I’m also thinking about life and death in general, following the last three blog posts I put out there for your reading pleasure. Serendipitously, Maria Popova, the immensely creative force behind the website ‘brain pickings‘ put out a piece on the work of John Muir (1838-1914). It’s well worth having a read through. It pretty much expresses in highly poetic prose what I wish I had written about the way I see the universe and our place in it. Popova quotes Muir:
One is constantly reminded of the infinite lavishness and fertility of Nature — inexhaustible abundance amid what seems enormous waste. And yet when we look into any of her operations that lie within reach of our minds, we learn that no particle of her material is wasted or worn out. It is eternally flowing from use to use, beauty to yet higher beauty; and we soon cease to lament waste and death, and rather rejoice and exult in the imperishable, unspendable wealth of the universe, and faithfully watch and wait the reappearance of everything that melts and fades and dies about us, feeling sure that its next appearance will be better and more beautiful than the last.
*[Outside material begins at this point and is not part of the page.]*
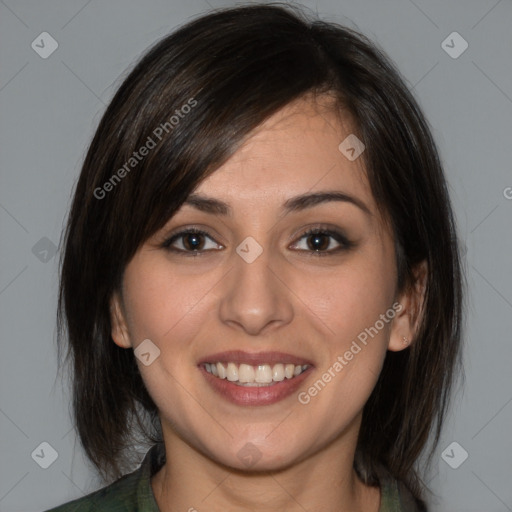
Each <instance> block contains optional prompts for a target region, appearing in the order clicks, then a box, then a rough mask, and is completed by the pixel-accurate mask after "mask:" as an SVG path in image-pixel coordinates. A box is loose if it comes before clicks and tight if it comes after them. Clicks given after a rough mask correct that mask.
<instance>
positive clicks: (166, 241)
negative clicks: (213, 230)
mask: <svg viewBox="0 0 512 512" xmlns="http://www.w3.org/2000/svg"><path fill="white" fill-rule="evenodd" d="M205 239H209V240H211V241H212V242H213V247H207V245H208V244H207V243H206V242H205ZM215 246H217V247H220V248H223V247H222V245H220V244H217V243H216V242H215V240H214V239H213V238H212V236H211V235H210V234H209V233H208V232H206V231H203V230H201V229H197V228H189V229H184V230H182V231H179V232H178V233H174V234H172V235H171V236H170V237H169V238H168V239H167V240H165V241H164V242H163V244H162V247H163V248H165V249H167V250H168V251H172V252H176V253H182V254H183V255H184V256H199V255H200V254H201V253H203V252H206V251H212V250H219V249H218V248H217V249H216V248H215ZM187 253H188V254H187Z"/></svg>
It’s only the last line I have any issue with because I don’t think there is any guarantee that the new will be better and more beautiful than what came before. But that’s really a quibble. The continuity of the biological world, and of the social world, make them seem eternal, immortal. No wonder we tend to deify them. For the BaMbuti of the Ituri forest (as reported by Colin Turnbull in the book The Forest People) before colonialism completely annihilated them, the forest was their mother. They didn’t deify the forest but they recognized that life emanated from her every pore. For other cultures, those living under the threat of imminent disaster, deification was common, something that Weber recognized in his Sociology of Religion a hundred years ago as did many others before him and since then.
Well. that’s all I can squeeze out of this poor brain of mine for the moment. Enjoy your social distance and get out into the sunshine.
I am loving the numbers these days! Oh how most of us, save for the scientists, have difficulty when talking very big or very small numbers. If it only would take hundreds of billions of dollars to re-tool economies. I heard the the US Fed just gave the NYSE a 1.5 trillion dollar “gift” to help them ride out the viral storm. That is thousands of billions – as a pure gift. Just think if they had used that to fight the virus outbreak. You can rest assured that nothing will be changing globally until it all collapses completely and takes all the captains of commerce to the bottom! LIke the virus itself, if you leave one of them alive, they will come back again and again.
LikeLike
Well, Tom. I am old, so a billion dollars still seems like a lot to me. You did get my point though. A gift of 1.5 trillion dollars to the most needy group in the United States of America! Gee, is that going to be enough? I’m with you, nothing will change until the whole thing collapses. ‘Until’ is the operative word here too, because it will collapse. It’s a matter of when not of if.